When the doctors came into the room and started pulling out a long tube, in a plastic wrapper, from one of the storage lockers, I became alarmed, knowing immediately what it would be used for. “What is that?!” I asked aggressively. “Well, we…we’re going to intubate your mother…” the doctor said tentatively. “No. You’re NOT going to intubate my mother! Didn’t you look at the chart? She doesn’t want any life saving procedures. She’s 88 1/2! That’s almost 90! She has told us all that she wants to go. Didn’t you look at her chart?!”

“I’m so sorry,” the doctor said, “I just came on shift, and… I didn’t look at it. I’m sorry.”

When I said my mother had arranged an Advance Directive, they told me she had not and there was no record of an Advance Directive in their records. I was stunned, but strangely also not surprised. She had told me it was something she was going to do. It was another example of how my mother could not seem to prepare or organize anything. I repeated that she had made it clear, to her children, including me that she did not want any life saving measures taken. I was adamant.

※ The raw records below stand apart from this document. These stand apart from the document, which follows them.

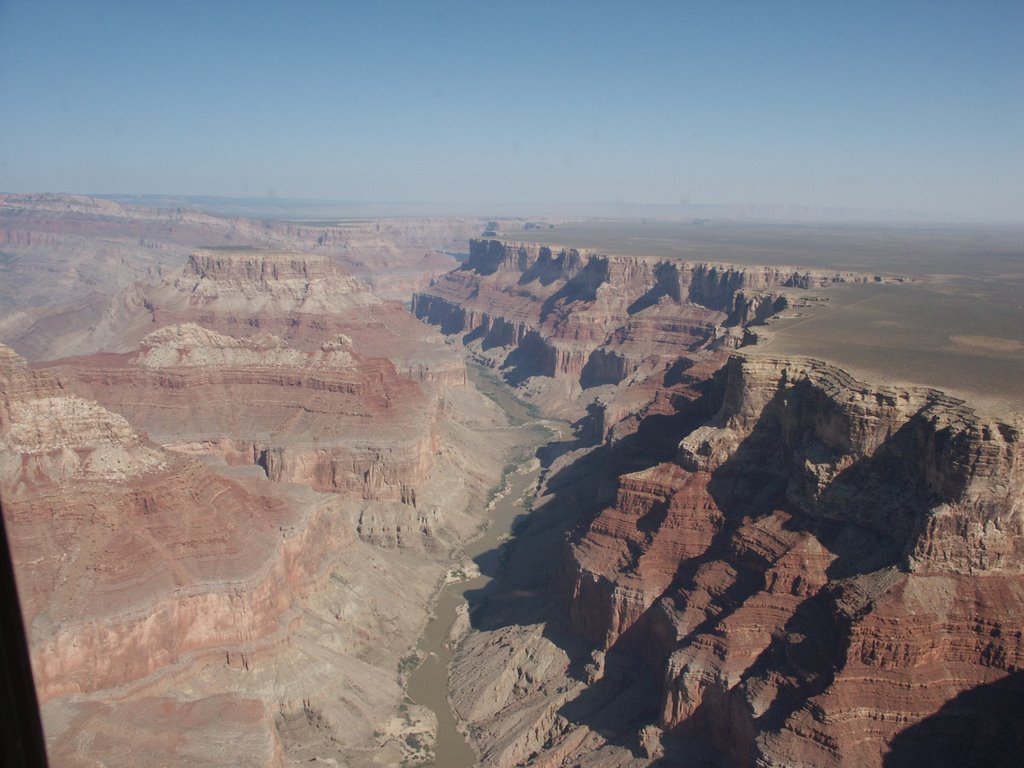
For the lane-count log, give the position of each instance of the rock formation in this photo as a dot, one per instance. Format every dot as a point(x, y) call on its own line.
point(590, 320)
point(247, 525)
point(67, 259)
point(331, 419)
point(820, 564)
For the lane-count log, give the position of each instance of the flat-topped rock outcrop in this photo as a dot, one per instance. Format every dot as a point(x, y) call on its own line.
point(330, 419)
point(821, 562)
point(592, 318)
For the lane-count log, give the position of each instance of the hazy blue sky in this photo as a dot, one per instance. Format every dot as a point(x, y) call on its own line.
point(879, 105)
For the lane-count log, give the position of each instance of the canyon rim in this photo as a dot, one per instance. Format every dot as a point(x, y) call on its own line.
point(237, 470)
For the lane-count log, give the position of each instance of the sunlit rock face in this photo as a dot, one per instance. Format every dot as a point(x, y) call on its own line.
point(330, 419)
point(124, 551)
point(818, 570)
point(593, 318)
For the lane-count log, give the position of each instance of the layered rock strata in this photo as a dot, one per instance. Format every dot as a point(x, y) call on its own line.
point(332, 419)
point(592, 318)
point(825, 563)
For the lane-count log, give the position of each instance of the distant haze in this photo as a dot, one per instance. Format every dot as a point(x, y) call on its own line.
point(871, 110)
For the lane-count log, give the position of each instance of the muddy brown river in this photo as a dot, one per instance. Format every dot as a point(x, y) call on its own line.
point(427, 684)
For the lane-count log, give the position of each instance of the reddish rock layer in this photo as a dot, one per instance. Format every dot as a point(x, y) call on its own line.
point(131, 558)
point(828, 563)
point(595, 318)
point(332, 419)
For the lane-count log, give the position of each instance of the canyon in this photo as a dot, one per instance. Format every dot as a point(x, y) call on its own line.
point(747, 559)
point(237, 474)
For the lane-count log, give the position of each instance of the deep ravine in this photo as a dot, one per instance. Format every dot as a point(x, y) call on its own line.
point(428, 683)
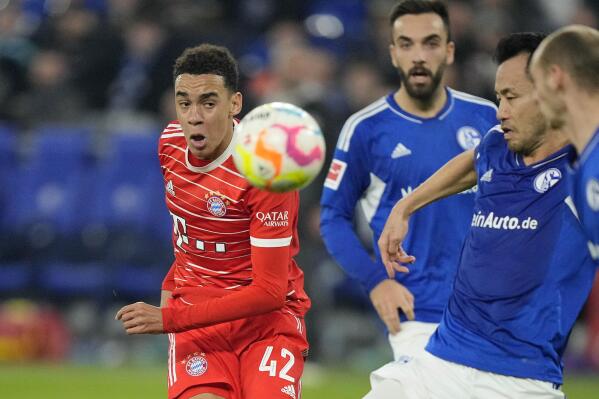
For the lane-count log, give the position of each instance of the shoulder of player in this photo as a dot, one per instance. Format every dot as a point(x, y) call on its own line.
point(493, 138)
point(172, 135)
point(473, 101)
point(359, 122)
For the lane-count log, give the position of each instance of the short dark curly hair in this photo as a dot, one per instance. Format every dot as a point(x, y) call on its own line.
point(208, 59)
point(416, 7)
point(516, 43)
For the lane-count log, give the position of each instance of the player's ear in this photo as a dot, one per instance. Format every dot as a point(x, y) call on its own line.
point(236, 103)
point(392, 55)
point(556, 78)
point(450, 52)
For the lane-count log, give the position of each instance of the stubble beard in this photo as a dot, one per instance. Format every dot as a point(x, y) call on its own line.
point(425, 93)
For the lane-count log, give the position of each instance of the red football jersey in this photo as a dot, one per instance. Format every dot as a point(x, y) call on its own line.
point(218, 216)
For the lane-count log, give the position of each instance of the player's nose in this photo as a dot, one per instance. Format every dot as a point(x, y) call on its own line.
point(502, 111)
point(195, 116)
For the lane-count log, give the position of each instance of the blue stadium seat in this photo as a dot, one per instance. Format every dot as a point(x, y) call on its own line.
point(138, 282)
point(46, 206)
point(51, 182)
point(127, 198)
point(8, 164)
point(15, 279)
point(64, 280)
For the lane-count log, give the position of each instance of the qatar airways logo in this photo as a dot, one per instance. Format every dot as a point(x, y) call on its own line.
point(491, 221)
point(274, 219)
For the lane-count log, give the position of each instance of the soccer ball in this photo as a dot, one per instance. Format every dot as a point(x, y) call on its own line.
point(279, 148)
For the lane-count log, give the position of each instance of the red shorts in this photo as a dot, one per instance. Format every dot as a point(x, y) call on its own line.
point(257, 357)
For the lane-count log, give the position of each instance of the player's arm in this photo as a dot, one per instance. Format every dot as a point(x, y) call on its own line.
point(266, 293)
point(455, 176)
point(168, 285)
point(347, 180)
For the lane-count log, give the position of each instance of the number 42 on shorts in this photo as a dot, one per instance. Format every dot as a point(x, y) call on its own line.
point(271, 367)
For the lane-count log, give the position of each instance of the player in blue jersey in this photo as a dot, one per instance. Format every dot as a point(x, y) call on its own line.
point(565, 69)
point(524, 271)
point(389, 148)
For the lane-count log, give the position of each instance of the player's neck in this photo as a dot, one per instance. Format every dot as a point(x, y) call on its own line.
point(554, 141)
point(422, 108)
point(583, 120)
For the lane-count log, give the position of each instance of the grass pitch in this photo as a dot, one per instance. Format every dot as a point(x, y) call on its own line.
point(92, 382)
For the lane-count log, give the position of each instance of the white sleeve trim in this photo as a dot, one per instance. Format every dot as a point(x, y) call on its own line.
point(270, 242)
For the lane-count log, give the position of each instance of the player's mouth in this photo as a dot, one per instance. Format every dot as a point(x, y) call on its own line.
point(420, 75)
point(507, 132)
point(198, 141)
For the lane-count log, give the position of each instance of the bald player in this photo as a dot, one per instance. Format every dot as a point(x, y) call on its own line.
point(565, 71)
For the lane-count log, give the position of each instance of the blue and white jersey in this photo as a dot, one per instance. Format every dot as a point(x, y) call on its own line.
point(585, 192)
point(524, 273)
point(383, 153)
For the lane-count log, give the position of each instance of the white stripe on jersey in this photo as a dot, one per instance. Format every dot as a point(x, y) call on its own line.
point(174, 146)
point(472, 99)
point(176, 134)
point(270, 242)
point(204, 173)
point(216, 232)
point(172, 360)
point(572, 207)
point(203, 217)
point(371, 199)
point(209, 257)
point(405, 116)
point(448, 110)
point(348, 129)
point(205, 188)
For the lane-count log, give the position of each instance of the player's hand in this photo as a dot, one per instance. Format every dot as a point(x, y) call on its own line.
point(392, 253)
point(387, 297)
point(141, 318)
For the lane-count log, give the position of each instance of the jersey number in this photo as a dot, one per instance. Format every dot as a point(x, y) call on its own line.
point(271, 367)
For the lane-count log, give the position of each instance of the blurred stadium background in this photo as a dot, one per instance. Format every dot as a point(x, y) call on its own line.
point(85, 88)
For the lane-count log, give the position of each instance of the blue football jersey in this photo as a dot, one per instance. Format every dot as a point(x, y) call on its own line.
point(383, 153)
point(585, 192)
point(524, 273)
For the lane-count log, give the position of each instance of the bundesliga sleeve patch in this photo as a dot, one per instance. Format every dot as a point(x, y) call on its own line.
point(335, 174)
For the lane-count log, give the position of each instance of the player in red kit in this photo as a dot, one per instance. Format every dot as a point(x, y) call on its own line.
point(233, 302)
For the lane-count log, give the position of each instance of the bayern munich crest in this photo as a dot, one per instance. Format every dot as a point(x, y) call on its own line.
point(216, 204)
point(196, 366)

I was also furious. My mother was still semi-conscious through all this. At one point, (before the doctor brought out the intubation tube) they decided they needed to move her body, “to prevent bed sores” a ludicrous thing to do for someone who was so acutely ill. My mother woke up as they began to move her and for a brief moment she cried out in pain. Her eyes fluttered open and she murmured the only thing she seemed able to say: “Oh my God. Oh my God. Oh my God.”

The heartbreaking sounds of my mother being in pain was like fingernails on a chalkboard. I felt my heart racing and wanted to scream at them to leave her the fuck alone! Instead I had to watch in horror as they lifted the sheet and re-positioned her fragile body farther onto the other side of the bed. And for what? Just to torment her?

So, when I saw that horrible long tube, knowing they would want to push it down my mother’s throat, I became sick with anger. I was so glad I was there to advocate for her - to tell them, “No. You’re NOT going to intubate my mother!” My poor old mother would not suffer anymore if I could help it!

When they left the room, I knew I had to use the time left to comfort my mother and comfort myself, too. So, I quietly sang her the lullaby she used to sing to me. I told her how much I had always loved it and reminded her of the times she would sit in the old silver rocking chair in the early 1970s while holding me, my younger sister and our younger brother and sing it to us. My brother was just a baby then and her arms were so full, she could barely hold us all. She would laugh during those happy times, so full of joy to be holding all three of her youngest children.

My younger sister Bronnie had a favorite lullaby called My Bonnie Lies Over the Ocean, about a little girl who travels the world. It is an old Scottish nursery rhyme and was always her favorite. As it would turn out, she was the sister who would grow up and travel the world, live in Ireland for ten years and travel all over the United States, including living in Nantucket Massachusetts.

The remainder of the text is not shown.